NEW YORK (AP) — Acknowledging school violence nationwide, a federal appeals court on Thursday upheld the suspension of a 10-year-old boy for a crayon drawing expressing a desire to blow up his school and its teachers.

But the 2nd U.S. Circuit Court of Appeals in Manhattan was not unanimous in rejecting the First Amendment claims of his parents. Judge Rosemary Pooler said the drawing by the fifth grader at a Montgomery, N.Y., elementary school in Orange County was obviously the work of a class clown.

“It was a crude joke,” Pooler wrote. “But the First Amendment should make us hesitate before silencing students who experiment with hyperbole for comic effect, however unknowing and unskillful that experimentation may be.”

The boy, identified in court papers only as “B.C.,” was suspended for six days in September 2007 after he showed his drawing to classmates. Other students laughed, though one complained to his teacher.

Writing for the majority, two 2nd Circuit judges agreed that the boy deserved punishment for his response to an assignment to write about himself on a picture of an astronaut including a “wish.” The teacher at one point told students they “can write about missiles,” the court noted.

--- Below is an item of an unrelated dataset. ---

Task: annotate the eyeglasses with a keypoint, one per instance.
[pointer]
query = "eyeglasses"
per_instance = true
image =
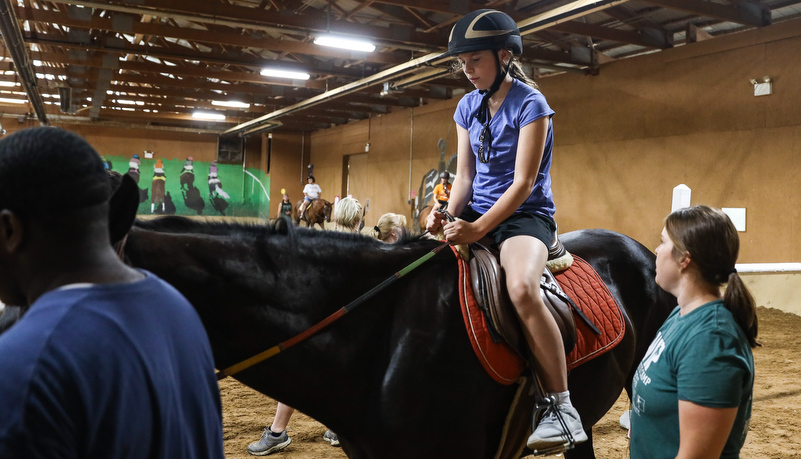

It said it was in the “wish” spot that B.C. wrote: “Blow up the school with the teachers in it.”

The teacher said she sent B.C. to the principal’s office after a girl who seemed “very worried” told her about the drawing.

The 2nd Circuit said the discipline was appropriate particularly because the boy had a history of drawings and writings embracing violence.

“Whether B.C. intended his ‘wish’ as a joke or never intended to carry out the threat is irrelevant,” the opinion said. “Nor does it matter that B.C. lacked the capacity to carry out the threat expressed in the drawing.”

The 2nd Circuit said school administrators must maintain parental confidence in their ability to shield children from frightening behavior and to protect safety. It said a failure to respond forcefully to the “wish” might have eroded parental confidence in school safety, forced the hiring of security workers or led to an enrollment decline.

The judges noted they sit on the bench of at least the second federal appeals court to acknowledge the need to confront school violence “given the recent wave of school shootings that have tragically affected our nation.”

In her dissent, Pooler said the case must be considered in the context of “our justified fears of yet another horrific school shooting.”

She said the case that was dismissed by a lower court judge belonged before a jury, which would learn the boy was portraying a paintball game rather than playing out a violent fantasy. She said the jury also would learn that the girl who complained about him had a history of sparring with him over rules and “seems to have taken it upon herself to ensure that B.C. was punished each and every time he did something that was even arguably inappropriate.”

“In short, a jury could conclude that she was prim, not petrified,” Pooler wrote. “The First Amendment’s protection of free speech cannot hinge entirely on the reaction of a listener to a person’s speech. If that were the case, the First Amendment would only be as strong as the weakest, or at least the most thin-skinned, listener in a crowd,” she added.